New User here:
I am using one of the ZWIFT workout plans. My FTP is 90 (47 year old woman). I have strong legs at low speed and trouble with speed. It has always been that way for me in the real world when mountain biking, I have always pushed harder rather than faster.
When doing the workout plan, specifically over/under training. Zwift asks me to work at 90W at 60 rpm for an OVER. I am able to maintain (not working hard) 110W at 60 RPM (I can maintain 20w over what it tells me to). If I work hard, I can do 130-145.
Question: Should I lower my power output and follow the training plan exactly when doing overs, even though that would be easy? Or should I do what my. body is capable of?
When doing the workout plan, I struggle with the UNDERS: working lower watts at higher speed. I struggle to maintain.
Should I add in more speed drills to the program since that is what I struggle with? Is that normal that people struggle with speed? I have always had large muscular legs compared to other women.
Assuming that your FTP is set correctly from a recent FTP test, different workouts will be trying to work you at different levels of effort and different cadences. Some workouts you will find easy, some hard, depending on where your personal fitness strengths are. I would continue with the programme for a bit longer if you’ve only just started. Particularly if you are at the beginning of a plan as the workouts will often start off a bit easier to get you in the swing of things and then increase in difficulty later when you are more used to the workload (and potentially have some fitness gains depending on what plan you are on).
If you are consistently finding the workouts too easy then I’d recommend tweaking your FTP value up a bit and see whether you can finish the workouts at that new FTP setting.
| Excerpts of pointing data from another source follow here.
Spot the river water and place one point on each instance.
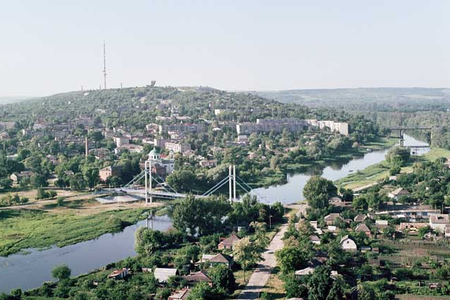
(31, 270)
(292, 191)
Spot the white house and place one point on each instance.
(439, 221)
(397, 193)
(348, 244)
(163, 274)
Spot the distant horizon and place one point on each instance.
(228, 90)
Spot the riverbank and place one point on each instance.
(375, 173)
(62, 226)
(279, 176)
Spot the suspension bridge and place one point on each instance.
(165, 191)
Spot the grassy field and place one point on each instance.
(275, 286)
(380, 171)
(21, 229)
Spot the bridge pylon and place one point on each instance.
(232, 182)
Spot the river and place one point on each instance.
(292, 191)
(31, 270)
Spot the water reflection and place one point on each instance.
(30, 271)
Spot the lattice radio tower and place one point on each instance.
(104, 65)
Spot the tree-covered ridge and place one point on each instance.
(387, 107)
(367, 99)
(47, 135)
(136, 107)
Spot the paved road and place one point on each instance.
(262, 272)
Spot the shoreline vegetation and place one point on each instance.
(374, 173)
(40, 229)
(280, 176)
(37, 229)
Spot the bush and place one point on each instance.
(61, 272)
(60, 201)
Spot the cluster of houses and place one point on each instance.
(162, 275)
(289, 124)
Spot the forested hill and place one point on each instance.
(385, 106)
(133, 108)
(360, 99)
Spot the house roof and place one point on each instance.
(346, 237)
(206, 257)
(360, 218)
(197, 277)
(181, 294)
(332, 217)
(230, 241)
(305, 271)
(439, 219)
(400, 191)
(314, 238)
(362, 228)
(221, 258)
(163, 274)
(118, 272)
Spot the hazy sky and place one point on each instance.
(50, 46)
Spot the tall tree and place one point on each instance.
(246, 253)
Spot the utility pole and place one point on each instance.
(234, 182)
(230, 183)
(148, 182)
(104, 65)
(86, 145)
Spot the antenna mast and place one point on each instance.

Sometimes we have a poor day on a Ramp Test or FTP test which means that initially it was set a bit too low.
I would say that cadence is something that is personal to everyone. Some people are comfortable spinning fast. Some grinding it out at a slow rpm. I’d use the workouts to practice and try to get yourself comfortable at various different cadences, particularly if you are a MTBer as this’ll be a useful tool in your arsenal on the hills to get you across varied terrain comfortably as you’ll be forced to sometimes grind and sometimes spin.